Bon, The King of Limbs est à peine sorti qu’il fait déjà polémique. Bon album ou attrape-couillons ? Innovant ou réchauffé ? Il est vrai qu’à la première écoute, l’album déroute. On n’y sent pas de morceau fort. On se dit même qu’ils ne se sont pas foulés. Pas de chanson, peu d’instruments organiques (où est passé Phil Selway ? Ils ont enregistré les morceaux pendant qu’il travaillait sur son album solo ou bien ?) Un album qui semble plus dans la continuité de The Eraser que de In Rainbows. Après le figuratif (du « pompier » Creap à « l’impressionniste » Nude), Radiohead œuvre pleinement dans l’abstraction. Ce qui n’est pas pour me déplaire.
J’aime être bousculé dans mes habitudes d’auditeur et cet album ne m’a pas épargné. J’y ressens ce même mélange d’impressions, entre fascination et déception, que j’avais ressenti à la première écoute de Kid A. je me rappelle même avoir été plus déçu en découvrant Hail to the Thief que ce King Of Limbs…
J’apprécie ces boucles rythmiques, ces superpositions décalés qui trouvent le sens que l’on veut bien leur donner. Il n’y a plus ces figures imposées du format chanson, mais un travail méticuleux sur la texture, les tessitures. Plus encore que sur leurs derniers albums, ils privilégient la forme. Et malgré les apparences, pas au détriment du fond. Car après plusieurs écoutes, on s’aperçoit qu’il y a des chansons derrière cet habillage sonore plutôt dépouillé et déroutant. De bonnes chansons d’ailleurs (Give up the Ghost, Lotus Flower, Codex, Morning Mr Magpie, Separator…)
Il est clair que ceux qui supportent mal les jérémiades du chanteur Yorke, ainsi que ces bidouillages de voix passerons leur chemin en courant. Les autres auront peut-être comme une impression de déjà entendu. Bien que Thom Yorke s’aventure ici vers des territoires peu visités jusqu’alors, tels que le gospel (Give up the Ghost) ou le chant classique (Feral), il ne peut non plus réinventer sa manière de chanter à chaque album. Il semble ici libéré de toute contrainte et n’avoir plus rien à prouver. Simplement chanter comme il l’entend.
Un album qui ne se laisse pas conter et qu’il faudra apprivoiser. Je me suis demandé sur le coup (comme certains sur les forums spécialisés) s’ils n’auraient pas d’abord diffusé l’album bis, composé de faces b et autres morceaux des sessions d’enregistrements (une pratique ancienne chez les gars d’Oxford, générant une riche discographie parallèle) avant de dévoiler le véritable album sur disque au mois de mars. Mais en l’état, ce dernier album me convient parfaitement et à le réécouter, je suis convaincu que c’est bien l’album principal. Un très bon album.

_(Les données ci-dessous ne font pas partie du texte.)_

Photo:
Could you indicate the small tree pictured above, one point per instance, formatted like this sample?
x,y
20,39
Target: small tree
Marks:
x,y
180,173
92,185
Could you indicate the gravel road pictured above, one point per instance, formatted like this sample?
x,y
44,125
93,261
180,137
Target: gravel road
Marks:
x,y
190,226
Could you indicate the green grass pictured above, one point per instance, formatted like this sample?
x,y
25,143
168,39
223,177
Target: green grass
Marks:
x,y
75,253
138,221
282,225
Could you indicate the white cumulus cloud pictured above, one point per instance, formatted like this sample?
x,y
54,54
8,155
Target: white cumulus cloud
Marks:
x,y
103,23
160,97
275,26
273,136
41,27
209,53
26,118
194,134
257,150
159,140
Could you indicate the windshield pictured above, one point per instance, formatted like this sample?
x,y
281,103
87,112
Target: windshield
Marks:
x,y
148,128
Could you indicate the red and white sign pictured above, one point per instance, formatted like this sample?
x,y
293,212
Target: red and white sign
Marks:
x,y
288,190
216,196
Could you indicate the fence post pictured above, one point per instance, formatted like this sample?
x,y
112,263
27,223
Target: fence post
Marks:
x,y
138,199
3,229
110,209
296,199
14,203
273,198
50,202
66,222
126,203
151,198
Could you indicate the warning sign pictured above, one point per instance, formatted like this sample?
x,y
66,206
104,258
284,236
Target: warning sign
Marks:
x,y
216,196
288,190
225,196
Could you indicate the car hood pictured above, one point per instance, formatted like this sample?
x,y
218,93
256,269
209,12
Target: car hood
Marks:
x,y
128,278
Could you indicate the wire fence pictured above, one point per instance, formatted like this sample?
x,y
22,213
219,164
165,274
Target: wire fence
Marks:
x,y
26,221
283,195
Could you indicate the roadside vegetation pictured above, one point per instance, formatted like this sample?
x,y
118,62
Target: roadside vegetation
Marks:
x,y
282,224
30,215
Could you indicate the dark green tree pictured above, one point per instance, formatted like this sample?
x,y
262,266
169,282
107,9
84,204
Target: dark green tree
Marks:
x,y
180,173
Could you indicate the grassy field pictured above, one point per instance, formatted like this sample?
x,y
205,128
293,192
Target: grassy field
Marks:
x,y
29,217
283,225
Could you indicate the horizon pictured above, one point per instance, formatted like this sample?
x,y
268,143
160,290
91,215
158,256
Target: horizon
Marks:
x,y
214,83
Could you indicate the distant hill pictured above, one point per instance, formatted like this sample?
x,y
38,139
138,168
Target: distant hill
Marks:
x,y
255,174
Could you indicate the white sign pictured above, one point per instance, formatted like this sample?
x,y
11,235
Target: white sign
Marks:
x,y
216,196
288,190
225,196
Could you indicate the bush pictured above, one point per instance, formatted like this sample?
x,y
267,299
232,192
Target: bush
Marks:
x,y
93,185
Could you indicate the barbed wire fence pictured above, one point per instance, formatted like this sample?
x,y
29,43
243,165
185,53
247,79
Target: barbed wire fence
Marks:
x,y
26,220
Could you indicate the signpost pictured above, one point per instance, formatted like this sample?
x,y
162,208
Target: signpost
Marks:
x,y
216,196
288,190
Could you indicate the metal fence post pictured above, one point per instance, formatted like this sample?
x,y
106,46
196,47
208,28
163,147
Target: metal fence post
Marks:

Reconnaissons à Radiohead ce talent (ce génie ?) de défricheur, permettant à un public rock « mainstream » de découvrir des univers musicaux très confidentiels. Un rôle de passeur que je trouve salutaire de leur part. Un immense groupe de rock se transformant en un curieux groupe d’abstract électro. Beau parcours, qui les rend à mes yeux toujours aussi intéressant et précieux.
Ton lien de l’article des Inrocks ne fonctionne pas.
D’ailleurs dans cet article, la phrase la mieux sentie est bien celle-ci :
« Le trip reste pourtant de plus en plus captivant au fil des écoutes. Il en faut sept pour un album de Radiohead, dans au moins trois lieux différents : c’est une règle immuable, n’en déplaise à ceux qui détestent cette musique en ne l’écoutant qu’en simples touristes. »
Et il en faut quelques écoutes de THE KING OF LIMBS pour bien (res)sentir sa qualité… C’est aussi la grande force de Radiohead, avoir des fans qui insistent, leur permettant ainsi d’explorer multiples facettes musicales et enrichir leur discographie de quelques pépites.
Néanmoins, des albums supérieurs à celui-ci non pas eu cette chance. N’est pas Radiohead qui veut.
J’ai rectifié le lien des inrocks, là ça fonctionne.
Pour ce qui est de ce dernier album, c’est clair qu’il faut au moins 7 écoutes avant d’en saisir toute la substantifique moelle !
Mais il fera moins l’unanimité c’est sur et comme tu le dis justement, un autre groupe sortirait ce genre d’album qu’on en parlerai pas.